Three hospitals diagnosed some patients as more ill than they were in order to hasten their liver transplants, state and federal officials said Monday.

One patient at the University of Illinois Medical Center who was certified as seven days from death was discovered in a hospital lobby wearing a clown costume and putting on a show to support a blood drive, officials said.

Some patients were unnecessarily placed in intensive care and were diagnosed as far sicker than they were, officials said.

"Organ donation can be a matter of life and death," said Illinois Attorney General Lisa Madigan, whose office filed suit along with the federal government. "There is no room for fraud when it comes to deciding which patient receives an organ."

The three institutions were the University of Chicago Hospitals, Northwestern Memorial Hospital and the University of Illinois Medical Center at Chicago.

The University of Chicago and Northwestern agreed to settle, while not admitting wrongdoing.

The state and federal governments asked a federal court to force the University of Illinois Medical Center, which has not settled, to pay $3 million in damages.

Its spokesman, Mark Rosati, said that "our physicians acted at all times with the utmost concern for the welfare of patients very ill with liver disease."

He said talks with the federal government are continuing.

Officials said there was no evidence that anyone died for lack of a transplant, but available livers are in short supply, and only the most seriously ill patients are eligible.
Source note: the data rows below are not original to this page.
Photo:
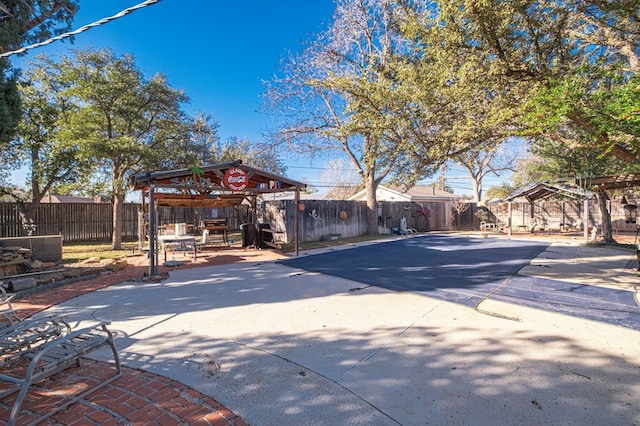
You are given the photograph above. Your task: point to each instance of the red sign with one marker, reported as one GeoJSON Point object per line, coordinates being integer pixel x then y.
{"type": "Point", "coordinates": [236, 179]}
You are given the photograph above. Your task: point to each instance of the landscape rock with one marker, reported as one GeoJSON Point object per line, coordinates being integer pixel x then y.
{"type": "Point", "coordinates": [23, 284]}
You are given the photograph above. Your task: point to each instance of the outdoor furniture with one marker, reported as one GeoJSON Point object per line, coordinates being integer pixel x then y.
{"type": "Point", "coordinates": [267, 237]}
{"type": "Point", "coordinates": [404, 230]}
{"type": "Point", "coordinates": [217, 226]}
{"type": "Point", "coordinates": [487, 226]}
{"type": "Point", "coordinates": [178, 243]}
{"type": "Point", "coordinates": [37, 348]}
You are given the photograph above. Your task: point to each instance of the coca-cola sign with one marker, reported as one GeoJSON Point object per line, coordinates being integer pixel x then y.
{"type": "Point", "coordinates": [236, 179]}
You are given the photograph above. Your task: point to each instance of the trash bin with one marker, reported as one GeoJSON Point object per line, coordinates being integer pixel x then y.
{"type": "Point", "coordinates": [264, 236]}
{"type": "Point", "coordinates": [248, 233]}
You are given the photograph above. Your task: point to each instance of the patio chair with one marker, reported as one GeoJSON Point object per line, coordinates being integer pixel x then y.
{"type": "Point", "coordinates": [403, 228]}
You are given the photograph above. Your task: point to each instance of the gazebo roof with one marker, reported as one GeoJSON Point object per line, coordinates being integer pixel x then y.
{"type": "Point", "coordinates": [545, 190]}
{"type": "Point", "coordinates": [224, 184]}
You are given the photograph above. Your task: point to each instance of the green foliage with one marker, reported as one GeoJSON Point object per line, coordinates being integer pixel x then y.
{"type": "Point", "coordinates": [23, 22]}
{"type": "Point", "coordinates": [500, 191]}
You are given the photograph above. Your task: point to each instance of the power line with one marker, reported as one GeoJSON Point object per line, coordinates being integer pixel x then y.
{"type": "Point", "coordinates": [81, 29]}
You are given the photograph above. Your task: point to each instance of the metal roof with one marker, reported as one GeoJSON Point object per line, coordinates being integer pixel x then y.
{"type": "Point", "coordinates": [545, 190]}
{"type": "Point", "coordinates": [204, 186]}
{"type": "Point", "coordinates": [616, 182]}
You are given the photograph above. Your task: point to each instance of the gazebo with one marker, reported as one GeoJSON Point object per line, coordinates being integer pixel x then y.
{"type": "Point", "coordinates": [216, 185]}
{"type": "Point", "coordinates": [544, 190]}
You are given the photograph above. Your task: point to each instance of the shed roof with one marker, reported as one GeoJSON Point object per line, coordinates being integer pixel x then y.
{"type": "Point", "coordinates": [616, 182]}
{"type": "Point", "coordinates": [545, 190]}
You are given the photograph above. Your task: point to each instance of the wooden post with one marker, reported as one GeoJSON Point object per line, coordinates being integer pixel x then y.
{"type": "Point", "coordinates": [296, 206]}
{"type": "Point", "coordinates": [153, 231]}
{"type": "Point", "coordinates": [509, 220]}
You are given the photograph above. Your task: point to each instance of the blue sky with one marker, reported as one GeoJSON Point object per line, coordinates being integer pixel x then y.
{"type": "Point", "coordinates": [218, 52]}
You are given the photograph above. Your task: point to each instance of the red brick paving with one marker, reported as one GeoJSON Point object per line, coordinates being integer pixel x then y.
{"type": "Point", "coordinates": [137, 397]}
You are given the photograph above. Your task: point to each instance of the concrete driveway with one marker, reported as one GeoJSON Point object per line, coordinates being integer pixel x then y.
{"type": "Point", "coordinates": [281, 345]}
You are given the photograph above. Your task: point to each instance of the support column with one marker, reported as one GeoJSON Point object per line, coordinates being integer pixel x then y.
{"type": "Point", "coordinates": [153, 231]}
{"type": "Point", "coordinates": [296, 209]}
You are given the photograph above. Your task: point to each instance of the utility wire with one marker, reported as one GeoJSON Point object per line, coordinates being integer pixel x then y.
{"type": "Point", "coordinates": [81, 29]}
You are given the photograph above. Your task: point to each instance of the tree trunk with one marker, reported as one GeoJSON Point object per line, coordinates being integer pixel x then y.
{"type": "Point", "coordinates": [372, 206]}
{"type": "Point", "coordinates": [605, 216]}
{"type": "Point", "coordinates": [477, 189]}
{"type": "Point", "coordinates": [118, 220]}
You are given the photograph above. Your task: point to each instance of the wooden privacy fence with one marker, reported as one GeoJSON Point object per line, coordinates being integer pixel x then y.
{"type": "Point", "coordinates": [74, 221]}
{"type": "Point", "coordinates": [319, 219]}
{"type": "Point", "coordinates": [94, 222]}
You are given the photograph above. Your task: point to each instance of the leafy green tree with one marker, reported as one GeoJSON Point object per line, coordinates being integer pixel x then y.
{"type": "Point", "coordinates": [53, 161]}
{"type": "Point", "coordinates": [482, 161]}
{"type": "Point", "coordinates": [124, 123]}
{"type": "Point", "coordinates": [570, 57]}
{"type": "Point", "coordinates": [376, 91]}
{"type": "Point", "coordinates": [23, 22]}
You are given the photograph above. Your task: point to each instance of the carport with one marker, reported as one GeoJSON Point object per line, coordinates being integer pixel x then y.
{"type": "Point", "coordinates": [544, 190]}
{"type": "Point", "coordinates": [216, 185]}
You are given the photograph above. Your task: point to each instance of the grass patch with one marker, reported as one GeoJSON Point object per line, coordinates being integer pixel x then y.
{"type": "Point", "coordinates": [75, 252]}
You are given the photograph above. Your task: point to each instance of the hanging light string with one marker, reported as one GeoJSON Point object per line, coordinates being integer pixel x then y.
{"type": "Point", "coordinates": [82, 29]}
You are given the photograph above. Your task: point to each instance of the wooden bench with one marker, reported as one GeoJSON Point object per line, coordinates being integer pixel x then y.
{"type": "Point", "coordinates": [34, 349]}
{"type": "Point", "coordinates": [267, 236]}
The case against the Chicago-area hospitals stems from a whistleblower suit filed in 1999 by a University of Illinois Medical Center surgeon who said the hospital demoted him and cut his pay after he complained. The suit was unsealed for the first time Monday.

The University of Chicago will pay $115,000 and Northwestern Memorial $23,587 under terms of their settlements.

A spokesman for the University of Chicago Hospitals, John Easton, said that "contrary to the government's allegations, the hospitals believe that all decisions about patient care were completely justified."

A Northwestern hospital spokeswoman, Kelly Sullivan, said it agreed with the need to investigate the allegations. But she added: "We strongly disagree with the government's position regarding those charges, including any suggestion that intensive care unit coverage of two critically ill patients, comatose and suffering from liver failure, was unnecessary."